|A 78-year old presents for free-flap repair of an infraorbital defect post-radiotherapy for squamous cell carcinoma.
Type 2 diabetes, diet controlled.
Severe ischaemic heart disease.
Heart sounds normal
Full blood count: normochromic normocytic anaemia
Urea and electrolytes: Creatinine 140 µmol/L; Urea 12 mmol/L with normal electrolytes
Liver function tests: normal
Glucose (fasting): 10 mg/dL
ECG: left bundle branch block; heart rate 75 bmp
Angiography: 80%+ stenosis of the right, left anterior descending and circumflex coronary arteries; ejection fraction 40%; akinesia of the anterior wall.
1. Summarise the case.
2. Discuss the results of the investigations.
3. How would you assess cardiac risk?
4. How would you optimise the patient?
5. Why would you want a cardiology opinion?

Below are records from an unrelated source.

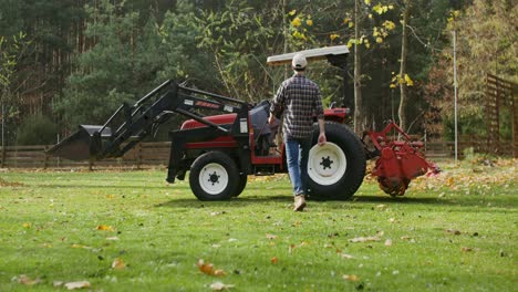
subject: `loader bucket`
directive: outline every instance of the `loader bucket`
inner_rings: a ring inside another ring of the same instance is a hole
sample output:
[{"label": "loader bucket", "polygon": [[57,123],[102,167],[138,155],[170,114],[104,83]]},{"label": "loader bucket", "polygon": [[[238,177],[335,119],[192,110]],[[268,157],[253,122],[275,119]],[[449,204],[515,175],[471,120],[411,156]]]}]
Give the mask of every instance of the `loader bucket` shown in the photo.
[{"label": "loader bucket", "polygon": [[108,138],[112,131],[103,126],[80,125],[79,131],[70,135],[46,153],[71,160],[95,160],[103,150],[102,138]]}]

6. The patient is due to undergo a coronary artery bypass graft (CABG), and the cardiologist says that it is safe to go ahead with this (elective) procedure beforehand. Hypothetically, how would you anaesthetise the patient?
- Describe the principles of anaesthesia for free-flap surgery.
- Describe the intravenous lines, cardiac output monitoring, intraoperative cardiac and renal protection needed in this case.
- How would you preoxygenate a patient with an infraorbital defect?
- Which drugs would you use?
- Discuss analgesia for multiple site surgery.
- Discuss postoperative care for this patient.